La maturazione del diritto alle ferie nella misura di 26 giorni lavorativi decorre dal 1° gennaio 1990. Eventuali giorni di ferie maturati prima di tale data verranno calcolati secondo la normativa contrattuale prevista al titolo XII del CCNL 17/12/1985

Art. 29 È facoltà del datore di lavoro stabilire il periodo delle ferie normalmente dal maggio all’ottobre in funzione delle esigenze della farmacia e sentiti i lavoratori.

Le ferie potranno essere frazionate in non più di due periodi; è facoltà del lavoratore scegliere quando effettuare uno di questi due periodi, in accordo con il datore di lavoro, purché la farmacia non chiuda al pubblico per l'effettuazione delle ferie; in questo caso le ferie individuali dei lavoratori devono coincidere con il periodo di chiusura. In ogni caso le ferie non potranno avere inizio di domenica né di giorno festivo e neppure nel giorno antecedente alla domenica o a quello festivo, ad eccezione delle ferie aventi inizio il 1° o il 16° giorno del mese.

Gli eventuali giorni di ferie eccedenti le giornate di chiusura obbligatoria della farmacia non potranno essere fruiti in collegamento con tale periodo, salvo diverso accordo tra datore di lavoro e dipendente.
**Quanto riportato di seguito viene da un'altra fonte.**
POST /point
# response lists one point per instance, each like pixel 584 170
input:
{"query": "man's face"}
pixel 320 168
Il termine di 18 mesi di cui all’art. 10, comma primo, D. Lgs. 66/2003 viene portato a 24 mesi.


Art 30 Durante il periodo di ferie decorre a favore del lavoratore la retribuzione di fatto percepita in servizio, comprensiva di tutte le indennità.
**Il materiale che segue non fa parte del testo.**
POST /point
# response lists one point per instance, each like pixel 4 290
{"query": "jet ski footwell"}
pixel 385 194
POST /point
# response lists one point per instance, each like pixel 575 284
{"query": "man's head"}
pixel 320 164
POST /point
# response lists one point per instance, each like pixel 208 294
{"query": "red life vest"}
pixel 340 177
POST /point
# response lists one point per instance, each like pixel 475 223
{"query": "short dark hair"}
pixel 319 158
Art. 31 In caso di licenziamento o di dimissioni, spetteranno al lavoratore tanti dodicesimi del periodo di ferie quanti sono i mesi di effettivo servizio prestato per l'anno di competenza.

Le ferie non possono essere concesse durante il periodo di preavviso.


Art.32 Per ragioni di servizio il datore di lavoro potrà richiamare il lavoratore prima del termine del periodo di ferie, fermi restando il diritto del lavoratore a completare tale periodo in epoca successiva nonché il diritto al rimborso delle spese sostenute sia per l'anticipato rientro che per tornare eventualmente al luogo dal quale sia stato richiamato.

Art. 33 Non è ammessa la rinuncia o la non concessione delle ferie.


Art. 34 Durante il periodo di ferie è vietato al dipendente di prestare servizio presso altre farmacie.